[YesBut-v2] When ‘YES’ Meets ‘BUT’: Can AI Comprehend Contradictory Humor Through Comparative Reasoning?

Tuo Liang*¹,
Zhe Hu*², Jing Li², Hao Zhang¹, Yiren Lu¹, Yunlai Zhou¹, Yiran Qiao¹, Disheng Liu¹, Jeirui Peng¹, Jing Ma¹, Yu Yin^{1 ✉}

¹Case Western Reserve University
²The Hong Kong Polytechnic University

^*Indicates Equal Contribution

YESBUT_V1 arXiv Github

YESBUT_v2 Dataset

In previous work, we introduce the YesBut-v1 to examine VLMs' capability in understanding humor, with a specific emphasis on humor derived from contrasting narratives. However, some limitations remain in previous work. In YesBut-v2, we expand the original YESBUT dataset from 349 to 1,262 images to enhance its diversity and robustness. Furthermore, we conduct more comprehensive and fine-grained analyses to better understand model performance. Finally, we propose a simple yet effective pipeline to improve VLMs’ ability to comprehend humor in juxtaposed comics.

Abstract

Understanding humor, especially when it involves complex and contradictory narratives, remains a significant challenge for large vision-language models (VLMs). This limitation hinders AI’s ability to engage in human-like reasoning and cultural expression. In this paper, we investigate this challenge through an in-depth analysis of comics that juxtapose panels to create humor through contradictions. We introduce the YESBUT, a novel benchmark with 1,262 comic images from diverse multilingual and multicultural contexts, featuring comprehensive annotations that capture various aspects of narrative understanding. Using this benchmark, we systematically evaluate a wide range of VLMs through four complementary tasks spanning from surface content comprehension to deep narrative reasoning. Our extensive experiments reveal that even the most advanced models significantly underperform compared to humans, with common failures in visual perception, key element identification, and hallucinations. We further investigate text-based training strategies and social knowledge augmentation methods to enhance model performance. Our findings not only highlight critical weaknesses in VLMs’ understanding of cultural and creative expressions but also provide pathways toward developing context-aware models capable of deeper narrative reasoning.

YesBut Dataset Overview

Our benchmark consists of YesBut comics featuring contradictory narratives. Specifically, each sample includes:
(1) a two-panel comic that contains a contradictory narrative;
(2) a literal description of the comic narratives;
(3) an explanation that illustrates the contradiction within the narrative;
(4) the underlying symbolism or message conveyed by the comic;
(5) a title of the comic;
(6) additional features, including social knowledge and linguistic context necessary for interpreting the comic.
Based on these components, we construct various tasks and analysis for comic understanding.

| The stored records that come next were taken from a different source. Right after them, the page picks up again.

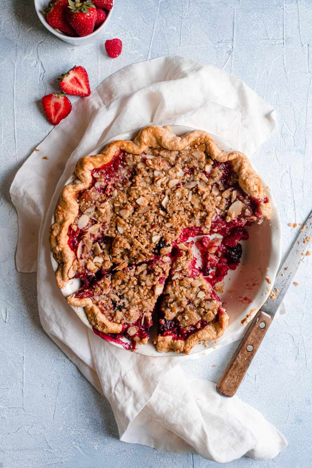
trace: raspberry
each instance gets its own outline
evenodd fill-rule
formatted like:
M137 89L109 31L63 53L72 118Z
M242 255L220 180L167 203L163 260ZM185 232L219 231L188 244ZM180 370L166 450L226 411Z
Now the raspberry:
M120 39L110 39L105 42L107 55L112 58L116 58L121 53L123 43Z
M238 244L235 247L228 247L226 256L229 263L239 263L243 249L241 244Z

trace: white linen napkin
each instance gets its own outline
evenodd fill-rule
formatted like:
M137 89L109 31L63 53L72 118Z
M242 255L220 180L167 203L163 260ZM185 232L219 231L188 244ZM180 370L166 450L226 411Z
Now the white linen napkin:
M150 122L186 125L250 154L273 131L275 116L222 70L181 57L156 58L120 71L80 99L15 176L10 193L19 218L17 268L37 270L43 326L109 400L122 440L222 462L244 454L272 458L287 446L256 410L221 396L213 382L187 379L178 358L117 349L82 323L51 264L48 230L58 194L77 161L118 133Z

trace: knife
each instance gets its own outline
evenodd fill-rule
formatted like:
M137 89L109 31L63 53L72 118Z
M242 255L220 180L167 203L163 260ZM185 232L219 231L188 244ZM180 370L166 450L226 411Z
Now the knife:
M312 239L312 212L275 278L270 294L258 311L217 384L225 396L233 396L264 338Z

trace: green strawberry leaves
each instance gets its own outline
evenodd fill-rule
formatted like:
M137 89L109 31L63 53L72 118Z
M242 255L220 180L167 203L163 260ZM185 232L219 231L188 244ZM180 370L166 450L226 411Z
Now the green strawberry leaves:
M68 0L68 8L72 13L87 13L89 8L95 8L92 3L92 0L87 0L87 1L80 2L79 0L73 1Z

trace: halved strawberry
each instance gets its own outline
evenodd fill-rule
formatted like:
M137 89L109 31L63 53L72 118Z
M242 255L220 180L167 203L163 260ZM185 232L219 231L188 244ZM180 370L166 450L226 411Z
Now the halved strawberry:
M48 94L42 98L42 105L52 125L57 125L67 117L72 110L72 104L65 93Z
M58 79L59 85L64 93L77 96L90 95L89 77L83 66L74 66Z
M51 0L43 12L46 15L47 21L52 28L57 28L61 32L68 36L77 36L76 31L66 19L66 12L68 9L68 0Z

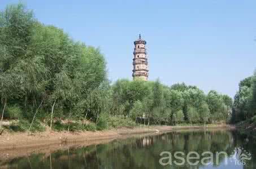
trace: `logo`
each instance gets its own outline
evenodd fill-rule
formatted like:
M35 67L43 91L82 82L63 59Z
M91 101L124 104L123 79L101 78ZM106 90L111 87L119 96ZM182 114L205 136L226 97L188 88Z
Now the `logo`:
M236 164L244 166L246 164L246 161L251 159L251 154L240 146L235 149L232 153L232 159Z

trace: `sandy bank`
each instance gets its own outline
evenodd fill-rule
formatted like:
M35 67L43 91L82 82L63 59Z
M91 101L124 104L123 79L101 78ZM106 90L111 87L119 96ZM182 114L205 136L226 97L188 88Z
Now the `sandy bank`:
M206 127L207 129L226 128L232 129L234 127L216 125ZM0 136L0 158L10 158L32 153L48 153L67 147L106 143L118 138L125 139L134 136L158 135L163 132L203 128L203 126L150 126L94 132L44 132L31 135L21 132L5 132Z

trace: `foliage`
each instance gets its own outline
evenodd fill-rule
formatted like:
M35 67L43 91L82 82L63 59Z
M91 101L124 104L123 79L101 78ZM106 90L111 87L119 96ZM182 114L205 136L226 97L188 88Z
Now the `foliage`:
M254 114L248 105L256 100L254 79L241 82L237 95L235 106L244 118ZM0 85L3 119L20 119L21 131L42 130L42 124L80 131L227 121L232 106L227 95L206 95L184 83L170 87L136 79L111 85L99 48L41 23L21 3L0 13Z

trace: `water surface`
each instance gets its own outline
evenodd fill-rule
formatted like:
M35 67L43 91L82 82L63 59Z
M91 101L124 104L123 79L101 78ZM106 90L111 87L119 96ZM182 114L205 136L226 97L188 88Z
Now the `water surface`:
M34 154L26 157L0 160L0 168L256 168L256 139L236 131L180 131L153 136L117 139L107 144L79 148L67 148L50 154ZM163 152L169 154L160 154ZM186 158L194 152L199 159L182 162L174 158L176 152L183 152ZM202 155L211 152L209 164L202 164ZM218 152L225 152L220 154ZM166 166L162 166L159 159ZM193 154L192 154L193 155ZM193 155L192 155L193 156ZM196 157L196 156L194 156ZM250 158L251 158L250 159ZM218 160L219 162L218 162ZM200 161L198 164L191 162Z

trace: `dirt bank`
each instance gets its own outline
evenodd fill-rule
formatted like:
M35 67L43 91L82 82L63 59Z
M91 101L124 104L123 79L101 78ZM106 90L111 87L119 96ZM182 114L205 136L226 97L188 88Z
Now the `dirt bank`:
M206 128L233 128L225 125L210 126ZM203 126L150 126L122 128L102 131L44 132L28 135L26 133L5 132L0 136L0 158L12 158L32 153L48 153L60 149L106 143L117 138L160 134L163 132L201 130ZM144 134L142 135L142 134Z

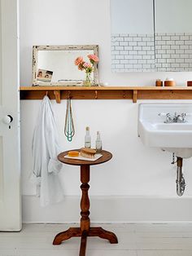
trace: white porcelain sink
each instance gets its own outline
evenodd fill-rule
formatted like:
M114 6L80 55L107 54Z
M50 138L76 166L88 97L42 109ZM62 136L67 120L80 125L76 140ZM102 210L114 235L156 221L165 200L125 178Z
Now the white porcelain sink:
M141 104L138 111L138 135L144 145L175 152L177 157L192 157L192 116L185 123L164 123L166 117L192 113L192 104Z

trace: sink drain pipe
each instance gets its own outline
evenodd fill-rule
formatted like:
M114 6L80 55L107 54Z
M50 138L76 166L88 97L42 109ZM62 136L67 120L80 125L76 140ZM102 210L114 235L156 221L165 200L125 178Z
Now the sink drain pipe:
M185 188L185 182L183 175L183 159L181 157L177 157L177 193L179 196L184 194Z

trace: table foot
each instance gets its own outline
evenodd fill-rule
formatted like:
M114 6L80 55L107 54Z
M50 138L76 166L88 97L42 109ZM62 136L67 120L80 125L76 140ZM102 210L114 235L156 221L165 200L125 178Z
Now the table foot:
M81 235L81 247L79 256L85 256L86 252L87 232L84 231Z
M90 227L88 236L98 236L103 239L107 239L111 244L118 244L118 239L116 236L109 231L107 231L101 227Z
M53 245L60 245L63 241L70 239L71 237L81 236L81 230L80 227L70 227L65 232L56 235L54 239Z

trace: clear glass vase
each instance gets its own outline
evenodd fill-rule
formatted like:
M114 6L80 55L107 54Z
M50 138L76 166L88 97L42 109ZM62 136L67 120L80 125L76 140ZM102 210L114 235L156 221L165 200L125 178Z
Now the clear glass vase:
M92 80L91 80L91 73L86 73L85 80L83 82L84 86L91 86Z

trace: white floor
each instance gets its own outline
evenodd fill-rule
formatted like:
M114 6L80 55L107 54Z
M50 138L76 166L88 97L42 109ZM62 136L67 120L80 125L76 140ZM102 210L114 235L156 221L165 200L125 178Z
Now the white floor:
M192 223L101 224L119 244L88 238L86 256L192 256ZM76 224L24 224L20 232L0 232L0 256L78 256L79 238L52 245L58 232Z

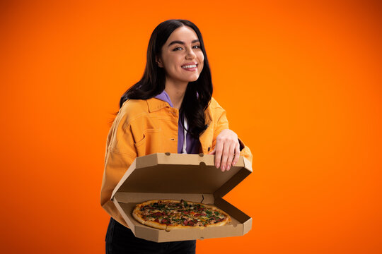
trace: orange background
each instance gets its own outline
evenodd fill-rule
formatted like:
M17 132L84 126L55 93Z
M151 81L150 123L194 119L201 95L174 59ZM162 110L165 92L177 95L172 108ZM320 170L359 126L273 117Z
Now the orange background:
M185 18L253 153L226 197L252 230L197 253L382 253L378 2L1 1L1 252L105 252L109 121L153 30Z

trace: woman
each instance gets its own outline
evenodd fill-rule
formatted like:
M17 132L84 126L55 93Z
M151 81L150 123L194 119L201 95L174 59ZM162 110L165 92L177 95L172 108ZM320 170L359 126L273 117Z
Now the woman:
M215 155L229 170L248 147L229 130L226 111L212 97L211 72L202 35L186 20L168 20L154 30L141 80L122 96L109 132L101 205L111 216L107 253L195 253L196 241L154 243L136 238L111 193L137 157L155 152Z

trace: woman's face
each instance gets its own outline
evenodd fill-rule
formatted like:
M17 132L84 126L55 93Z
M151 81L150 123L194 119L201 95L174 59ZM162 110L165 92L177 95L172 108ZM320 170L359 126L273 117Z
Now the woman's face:
M162 47L161 57L157 59L158 66L165 68L166 82L174 83L197 80L204 61L197 35L187 26L173 32Z

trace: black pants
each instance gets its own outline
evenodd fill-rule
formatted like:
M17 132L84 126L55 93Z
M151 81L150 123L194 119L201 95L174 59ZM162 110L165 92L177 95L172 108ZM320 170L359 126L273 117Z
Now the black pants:
M106 232L106 254L195 254L196 240L156 243L135 237L130 229L110 218Z

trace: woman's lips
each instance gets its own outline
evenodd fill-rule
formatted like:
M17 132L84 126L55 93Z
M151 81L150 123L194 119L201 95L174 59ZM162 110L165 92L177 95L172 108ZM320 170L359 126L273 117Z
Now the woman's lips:
M197 66L193 68L182 68L182 69L187 71L195 71L196 70L197 70Z

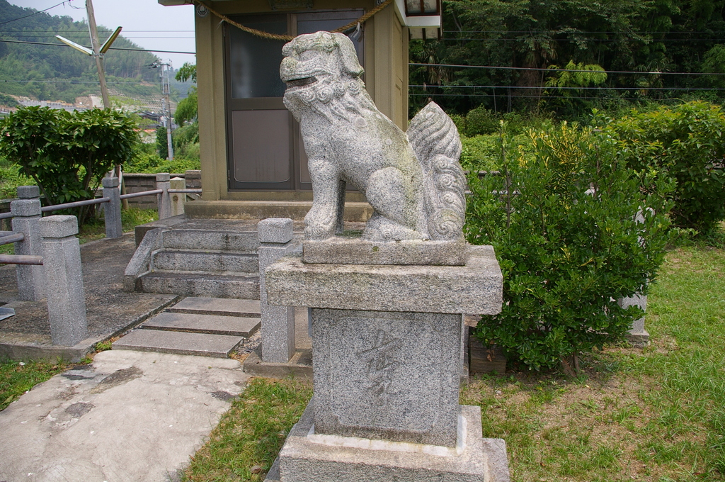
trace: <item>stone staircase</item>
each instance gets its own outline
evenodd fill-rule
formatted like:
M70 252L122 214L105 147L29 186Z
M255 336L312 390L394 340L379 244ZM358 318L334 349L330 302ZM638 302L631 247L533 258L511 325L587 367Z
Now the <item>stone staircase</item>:
M126 268L124 286L129 291L258 300L257 222L189 219L149 230Z
M225 358L259 327L258 300L186 298L115 341L112 347Z

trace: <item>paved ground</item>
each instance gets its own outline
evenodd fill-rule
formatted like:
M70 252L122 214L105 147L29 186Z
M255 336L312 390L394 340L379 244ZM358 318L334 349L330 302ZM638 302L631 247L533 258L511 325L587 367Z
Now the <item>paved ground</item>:
M99 353L0 412L0 481L176 481L248 377L232 359Z
M178 299L175 295L123 291L123 270L135 250L131 233L80 246L89 332L83 343L86 348L138 324ZM45 300L17 301L14 265L0 266L0 305L14 308L16 314L0 321L0 357L37 357L46 353L54 358L62 354L51 343Z

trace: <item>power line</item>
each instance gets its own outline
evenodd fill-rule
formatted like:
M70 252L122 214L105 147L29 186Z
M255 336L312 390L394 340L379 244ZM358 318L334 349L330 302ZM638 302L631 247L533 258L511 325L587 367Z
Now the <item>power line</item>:
M149 81L146 81L148 82ZM37 82L38 83L94 83L94 84L97 84L98 83L98 81L56 81L56 80L53 80L53 79L42 79L42 80L38 80L38 81L13 81L13 80L10 80L10 79L8 79L8 80L0 79L0 83L2 83L4 82L4 83L10 82L10 83L30 83L31 82ZM138 83L138 81L136 78L130 78L130 79L129 79L128 81L127 81L125 82L112 81L112 82L107 82L106 83L126 83L126 84L128 84L128 83L134 83L135 84L135 83ZM155 84L155 83L153 84L153 85L154 86L157 86L157 84Z
M7 44L28 44L30 45L50 45L55 47L65 47L67 46L65 44L51 44L50 42L28 42L24 40L5 40L0 38L0 42L5 42ZM178 52L177 50L155 50L152 49L125 49L123 47L111 47L109 50L125 50L128 52L159 52L160 54L189 54L190 55L196 55L195 52Z
M455 67L456 68L470 69L491 69L501 70L535 70L540 72L550 72L555 73L558 72L583 72L586 73L636 73L639 75L652 74L662 75L725 75L725 73L708 73L708 72L638 72L637 70L580 70L577 69L552 69L539 68L535 67L499 67L494 65L458 65L455 64L421 64L415 62L408 63L408 65L417 65L420 67Z
M650 34L650 33L718 33L721 31L715 30L686 30L682 32L673 32L671 30L656 30L652 32L647 32L646 30L580 30L576 29L569 29L569 30L443 30L444 33L631 33L631 34Z
M25 15L25 17L20 17L19 18L14 18L12 20L6 20L4 22L0 22L0 25L4 25L6 23L10 23L11 22L16 22L17 20L22 20L24 18L28 18L28 17L33 17L33 15L37 15L39 13L43 13L44 12L47 12L48 10L49 10L51 9L54 9L56 7L60 7L63 4L69 3L69 1L70 1L70 0L65 0L65 1L62 1L59 4L58 4L57 5L53 5L53 7L49 7L48 8L45 9L44 10L38 10L38 12L35 12L33 13L31 13L30 15Z
M558 90L661 90L661 91L719 91L725 90L725 88L717 87L557 87L556 86L438 86L433 84L425 85L409 85L408 87L422 87L423 89L436 87L439 89L551 89Z
M509 41L513 40L518 40L520 37L505 37L505 38L442 38L444 41L459 41L462 40L476 41ZM552 38L555 41L587 41L587 42L627 42L627 41L637 41L637 42L702 42L702 41L715 41L719 40L720 37L716 37L713 38L592 38L591 37L584 38Z
M110 33L113 30L104 30L103 28L99 28L98 31L99 31L99 33ZM132 32L133 33L157 33L157 32L159 32L159 33L194 33L194 30L123 30L123 32L125 33L128 33L128 32ZM0 33L40 33L40 34L43 34L43 33L48 33L48 31L47 30L0 30ZM66 33L66 34L69 34L69 33L78 33L78 30L57 30L56 31L56 33Z

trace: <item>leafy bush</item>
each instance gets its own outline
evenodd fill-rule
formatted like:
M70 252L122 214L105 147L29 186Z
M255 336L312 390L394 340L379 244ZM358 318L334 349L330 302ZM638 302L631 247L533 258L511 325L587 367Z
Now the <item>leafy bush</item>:
M47 205L92 199L104 175L130 159L135 128L110 110L22 107L0 121L0 154L35 180ZM80 224L90 212L80 210Z
M502 311L476 335L539 369L621 340L642 316L616 300L646 294L656 275L668 224L657 195L671 187L656 180L643 195L614 142L591 129L564 124L531 139L529 156L506 154L504 141L501 176L471 176L465 229L493 245L504 276Z
M463 149L460 154L460 165L471 171L496 171L501 168L501 141L500 134L489 136L461 136ZM521 152L531 151L531 138L526 134L518 134L513 137L513 143Z
M156 128L156 152L163 159L169 157L169 142L166 136L166 128L163 126Z
M725 113L720 107L691 102L600 122L630 167L675 179L673 224L707 234L725 219Z
M12 199L17 193L18 186L28 186L35 182L18 172L17 166L4 158L0 158L0 199Z

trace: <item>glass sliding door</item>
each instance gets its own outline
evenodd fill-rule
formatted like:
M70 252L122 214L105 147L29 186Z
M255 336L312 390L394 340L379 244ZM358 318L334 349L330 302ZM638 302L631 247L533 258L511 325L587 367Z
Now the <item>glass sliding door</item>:
M361 9L246 15L243 25L299 35L334 30ZM312 189L299 126L284 107L279 78L284 41L264 38L225 25L227 152L230 190ZM362 59L362 32L348 33Z

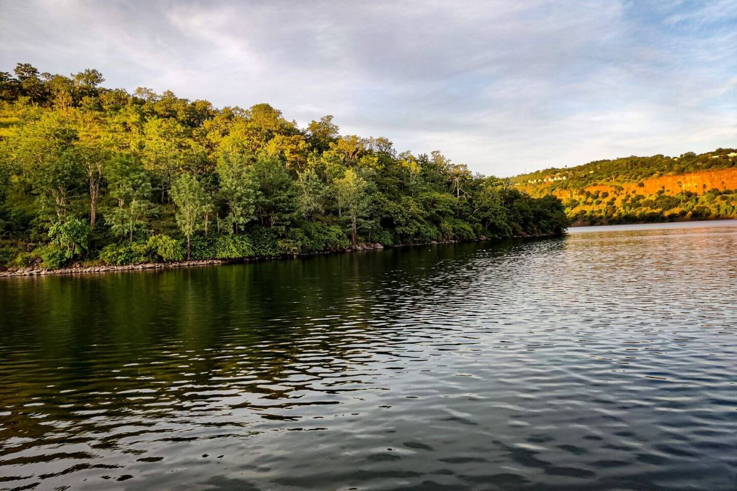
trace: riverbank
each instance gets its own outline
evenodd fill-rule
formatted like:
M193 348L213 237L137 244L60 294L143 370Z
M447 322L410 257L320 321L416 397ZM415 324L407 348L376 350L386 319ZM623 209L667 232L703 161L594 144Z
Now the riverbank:
M533 239L553 237L555 234L536 235L536 236L515 236L510 239ZM387 246L391 247L405 247L408 246L433 245L438 244L456 244L458 242L475 242L479 241L501 240L494 238L488 238L481 236L472 241L430 241L425 244L399 244ZM141 263L138 264L125 264L123 266L113 266L108 264L101 264L96 266L83 266L81 264L75 264L69 268L60 268L57 269L48 269L39 267L28 268L8 268L4 271L0 271L0 278L18 277L18 276L47 276L50 275L83 275L101 272L111 272L116 271L134 271L138 269L168 269L171 268L192 267L198 266L212 266L215 264L232 264L236 263L256 262L260 261L272 261L275 259L287 259L295 258L310 257L310 255L318 255L319 254L342 254L346 252L356 252L367 250L380 250L385 247L380 244L365 243L359 244L355 247L351 247L345 250L327 250L317 254L301 254L295 256L280 255L280 256L255 256L252 258L239 258L237 259L203 259L197 261L179 261L168 263Z
M613 227L615 225L667 225L667 224L680 224L680 223L703 223L705 222L727 222L730 220L737 220L737 218L732 216L724 216L717 218L708 218L703 219L694 219L690 218L683 218L677 220L664 220L662 222L624 222L623 223L591 223L590 222L587 222L585 220L577 220L570 224L569 228L576 228L582 227Z

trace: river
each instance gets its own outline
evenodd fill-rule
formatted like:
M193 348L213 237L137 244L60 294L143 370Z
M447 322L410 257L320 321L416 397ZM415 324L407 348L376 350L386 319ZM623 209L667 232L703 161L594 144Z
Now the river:
M3 278L0 316L0 489L737 487L737 222Z

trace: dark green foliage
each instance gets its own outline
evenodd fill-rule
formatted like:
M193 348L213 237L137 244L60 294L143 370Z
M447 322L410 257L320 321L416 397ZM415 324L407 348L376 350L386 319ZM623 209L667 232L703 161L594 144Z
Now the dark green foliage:
M0 80L1 264L280 257L567 226L552 197L438 151L341 136L332 116L303 130L268 104L103 88L96 70L14 73Z

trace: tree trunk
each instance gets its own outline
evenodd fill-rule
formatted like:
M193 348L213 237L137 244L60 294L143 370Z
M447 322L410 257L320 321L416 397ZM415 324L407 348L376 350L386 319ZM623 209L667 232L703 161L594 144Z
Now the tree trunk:
M90 187L90 227L94 228L94 222L97 219L97 196L99 194L99 186Z

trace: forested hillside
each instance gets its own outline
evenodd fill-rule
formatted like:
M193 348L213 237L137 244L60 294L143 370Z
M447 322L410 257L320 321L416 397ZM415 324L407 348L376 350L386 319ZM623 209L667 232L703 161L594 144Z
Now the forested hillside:
M296 255L559 233L562 205L439 152L18 63L0 72L0 266Z
M737 149L596 160L513 177L561 199L576 225L737 218Z

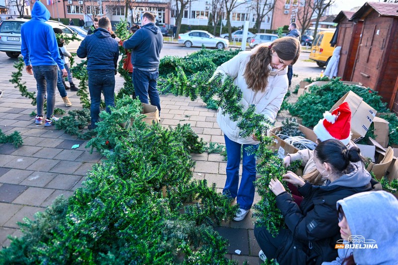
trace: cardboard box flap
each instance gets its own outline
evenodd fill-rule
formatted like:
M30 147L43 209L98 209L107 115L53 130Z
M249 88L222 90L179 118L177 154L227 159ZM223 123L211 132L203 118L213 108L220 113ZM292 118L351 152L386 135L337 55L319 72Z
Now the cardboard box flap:
M351 140L355 142L366 134L377 111L363 101L362 97L349 91L336 102L330 112L344 102L348 103L351 110Z
M387 169L391 165L394 154L394 152L393 151L393 148L389 147L386 152L386 155L380 163L379 164L371 163L366 170L369 172L373 172L376 177L380 179L386 175Z

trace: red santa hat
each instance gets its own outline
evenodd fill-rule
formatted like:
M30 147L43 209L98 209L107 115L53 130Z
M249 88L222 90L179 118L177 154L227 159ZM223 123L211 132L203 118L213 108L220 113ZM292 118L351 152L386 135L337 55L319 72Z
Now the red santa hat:
M331 113L326 111L313 131L318 139L326 141L335 139L347 145L351 139L351 111L346 102L343 102Z

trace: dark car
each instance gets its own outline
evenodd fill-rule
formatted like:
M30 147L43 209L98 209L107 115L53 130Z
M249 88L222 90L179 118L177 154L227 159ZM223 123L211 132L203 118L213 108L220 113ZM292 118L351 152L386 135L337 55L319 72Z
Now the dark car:
M303 46L310 46L312 45L312 41L314 37L312 36L303 35L301 36L301 45Z
M165 36L169 36L169 31L165 27L159 27L160 29L160 32L162 32L162 35Z

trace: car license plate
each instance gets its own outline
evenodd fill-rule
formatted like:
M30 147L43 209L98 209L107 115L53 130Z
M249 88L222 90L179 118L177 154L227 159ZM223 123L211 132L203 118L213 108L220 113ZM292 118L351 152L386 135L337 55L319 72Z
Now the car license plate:
M19 41L19 37L7 37L7 40L12 40L13 41Z

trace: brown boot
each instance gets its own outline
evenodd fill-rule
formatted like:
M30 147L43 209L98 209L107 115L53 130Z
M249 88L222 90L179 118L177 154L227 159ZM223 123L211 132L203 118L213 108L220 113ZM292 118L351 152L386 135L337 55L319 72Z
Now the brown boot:
M64 103L65 103L65 106L66 106L67 107L70 107L71 106L72 106L72 102L69 100L69 99L68 98L67 96L63 97L62 98L62 99L64 100Z
M78 91L79 88L73 83L69 83L71 85L71 91Z
M66 90L68 90L68 89L69 89L69 87L68 87L68 86L66 85L66 84L65 84L65 81L62 81L62 84L64 84L64 87L65 87L65 89L66 89Z

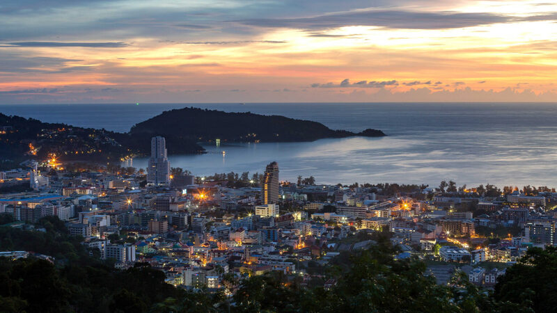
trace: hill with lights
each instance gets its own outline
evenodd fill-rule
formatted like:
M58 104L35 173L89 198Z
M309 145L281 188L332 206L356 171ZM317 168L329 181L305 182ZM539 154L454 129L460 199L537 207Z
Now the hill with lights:
M209 142L217 138L235 142L297 142L355 136L386 136L377 129L353 133L333 130L317 122L280 115L227 113L193 107L164 111L135 125L130 134L140 137L163 136L168 147L172 147L169 141Z

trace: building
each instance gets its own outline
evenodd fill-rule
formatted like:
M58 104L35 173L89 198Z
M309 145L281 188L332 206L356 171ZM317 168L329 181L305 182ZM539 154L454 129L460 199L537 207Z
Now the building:
M278 193L278 164L272 162L265 168L263 186L261 188L261 199L263 204L277 203L281 195Z
M256 206L256 215L262 218L278 216L278 204L269 204Z
M207 224L207 219L205 216L192 218L191 230L194 232L203 232L205 224Z
M114 179L109 182L109 188L116 188L118 191L123 191L127 188L130 188L131 182L125 179Z
M81 235L85 238L91 236L91 224L81 224L77 223L68 223L66 224L70 235Z
M444 261L470 262L471 255L465 249L453 246L444 246L439 248L439 255Z
M324 205L324 203L321 202L309 202L304 204L304 209L305 211L317 211L323 209Z
M345 215L352 218L366 218L366 213L368 211L366 207L338 207L336 213L340 215Z
M361 228L366 230L380 230L383 226L389 225L389 218L372 217L361 220Z
M180 174L172 177L171 187L183 188L187 186L195 184L195 176L187 174Z
M482 267L476 267L468 273L468 280L476 284L481 284L483 283L485 275L485 269Z
M539 246L556 246L555 221L530 222L524 225L526 242Z
M166 220L149 220L149 231L155 234L165 234L168 232Z
M474 222L471 220L460 218L446 218L441 220L443 232L453 236L471 236L474 234Z
M170 184L170 163L167 159L164 137L157 136L151 138L151 157L147 167L147 183L155 186Z
M494 285L497 282L497 278L499 278L499 276L504 275L505 272L506 270L505 269L503 271L499 271L496 268L486 273L484 278L485 284Z
M128 263L135 262L135 245L123 243L120 245L108 245L104 246L102 254L102 259L113 259L116 263Z

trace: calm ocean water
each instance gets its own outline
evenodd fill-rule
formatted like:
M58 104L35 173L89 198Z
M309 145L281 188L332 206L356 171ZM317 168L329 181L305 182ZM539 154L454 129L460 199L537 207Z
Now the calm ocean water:
M164 110L196 106L276 114L332 129L382 129L380 138L205 146L220 154L175 155L172 166L198 175L261 172L276 161L281 179L318 183L398 182L437 186L453 179L557 186L557 104L200 104L0 105L0 112L45 122L127 131ZM136 159L134 166L145 167Z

Dataset Statistics and Attribute Distribution

Our dataset consists of 1,262 comics, each accompanied by high-quality annotations. A statistical breakdown of annotated components, including their quantity and length, is presented in the right table.

Component		#Num	Avg. Len.
Image		1,262	-
Literal Description		1,262	134
Explicit Contradiction		1,262	33
Underlying Symbolism		5,048	26
Title		5,048	6
Additional Features	Social Knowledge	3,407	97
Additional Features	Linguistic Context	1,262	1

In addition to the basic dataset text length statistics, we conducted a more comprehensive statistics on the content of 1262 images, including Linguistic context (left), Social Knowledge (middle) and Humor Categories (right).

Data Construction Pipeline

For each comic, we annotate the corresponding literal description, contradiction explanation, underlying philosophy and comic title. The annotation process consists of two key stages: a human-AI collaborative annotation stage followed by a quality check and cross-verification stage. Gold-standard annotations are primarily obtained through human annotators. ('Pos' and 'Neg' in figure represent the positive and negative options, respectively.)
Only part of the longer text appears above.